Parlare di Salvatore Pica e della sua attività è come cercare di descrivere l’atmosfera di un porto di mare, con la gente che sbarca, quella che corre ad imbarcarsi, le navi, la folla, i biglietti, i taxi.

Nel corso degli anni nei suoi vari spazi della città si sono succedute mostre, incontri, interviste, con un ritmo ed una frenetica frequenza che testimoniano la vivacità di Salvatore ed il suo essere aperto al mondo. Un lavoro incredibile affrontato con ironia e distacco, un registratore fedele di quello che si muove a Napoli.

Un modo di procedere accumuli orizzontali dove tutto è sullo stesso piano in un paesaggio che si offre ai sensi come una città dalla pianta complicata e dove si finisce in un luogo per poi ricapitarci dopo un po’, intanto incontrando persone viste una volta, poi perse, e poi riviste in un ambito completamente diverso. Un ritmo insomma esistenziale dove le idee circolano, si scontrano, si raggruppano per fondersi in forme fantasiose ed impreviste.

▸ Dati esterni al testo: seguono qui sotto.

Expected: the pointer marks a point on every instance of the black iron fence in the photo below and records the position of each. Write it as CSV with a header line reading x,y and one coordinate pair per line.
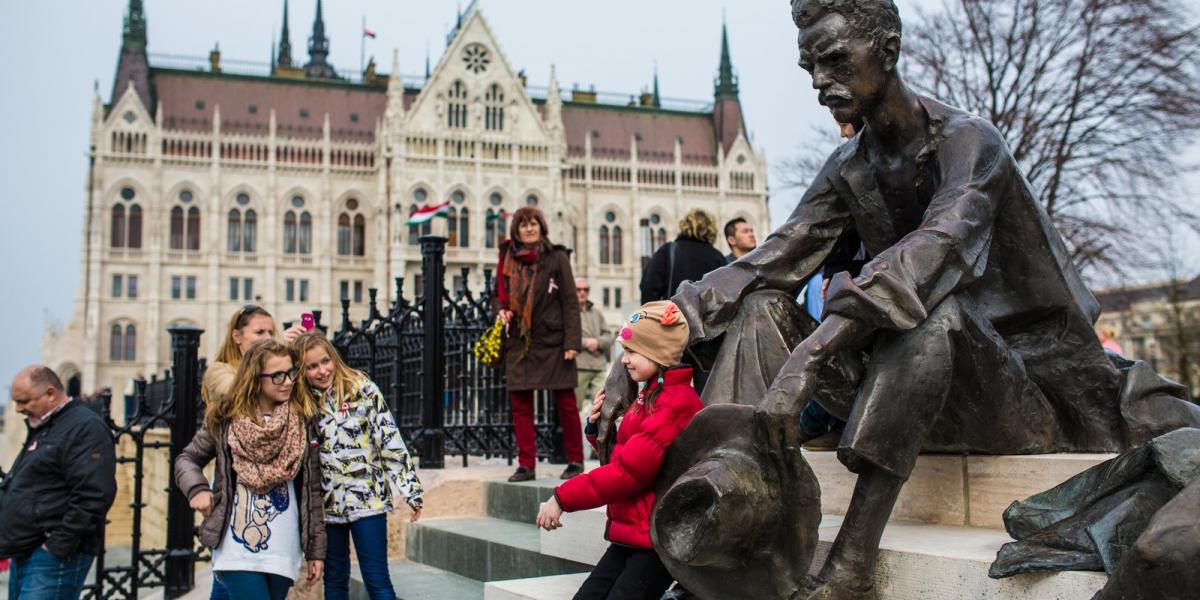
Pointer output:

Luoghi mai istituzionali esposti come sono agli interventi del caso, agli umori ed agli incontri casuali di Salvatore.

In posto così non può essere organizzato a tavolino, fa parte di quegli eventi che accadono, chi c’è c’è e potrà forse darne testimonianza, ma è come descrivere la vita nel suo svolgersi.

Salvatore è un accumulatore di istanti, un amico – memoria, cui sono riconoscente per il fatto che c’è (dal 1939) e per le tante cose che ho visto e le tante persone incontrate, per i caffè, le sigarette e la seria leggerezza.